Selain melalui kurikulum, Ia menuturkan jika Kemendikdasmen juga memperkuat hidden curriculum dengan menciptakan budaya dan tata kelola sekolah yang mencerminkan nilai-nilai integritas dan kejujuran. “Kami berusaha menciptakan lingkungan sekolah yang mendukung terbentuknya pribadi yang jujur dan berintegritas. Sekolah harus menjadi model kehidupan yang jauh dari praktik korupsi,” tegasnya.
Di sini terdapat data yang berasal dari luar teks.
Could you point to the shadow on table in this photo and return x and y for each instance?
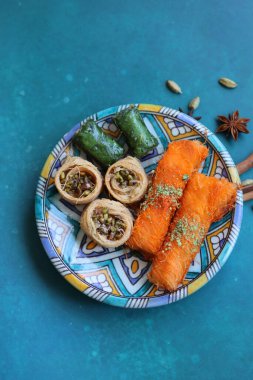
(42, 265)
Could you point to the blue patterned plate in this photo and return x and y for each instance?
(119, 276)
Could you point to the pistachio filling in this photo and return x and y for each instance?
(78, 184)
(108, 225)
(125, 177)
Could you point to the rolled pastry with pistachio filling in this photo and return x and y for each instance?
(107, 222)
(126, 180)
(78, 181)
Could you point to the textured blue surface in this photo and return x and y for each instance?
(64, 60)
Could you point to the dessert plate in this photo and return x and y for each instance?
(118, 276)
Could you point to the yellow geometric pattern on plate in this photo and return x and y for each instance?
(169, 132)
(148, 107)
(215, 233)
(234, 175)
(197, 283)
(99, 272)
(76, 282)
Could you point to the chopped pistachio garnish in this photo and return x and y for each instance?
(162, 190)
(108, 225)
(125, 177)
(192, 231)
(78, 184)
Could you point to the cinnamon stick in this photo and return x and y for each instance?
(248, 196)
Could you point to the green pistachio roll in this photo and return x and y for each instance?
(140, 140)
(91, 139)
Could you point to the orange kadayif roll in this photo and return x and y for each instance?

Menteri Mu’ti juga menyoroti pentingnya sinergi empat pusat pendidikan, yakni sekolah, keluarga, masyarakat, dan media, dalam membangun budaya antikorupsi. Selain itu Menteri mengatakan jika pendidikan karakter tidak dapat berjalan optimal tanpa dukungan ekosistem yang sehat dan konsisten.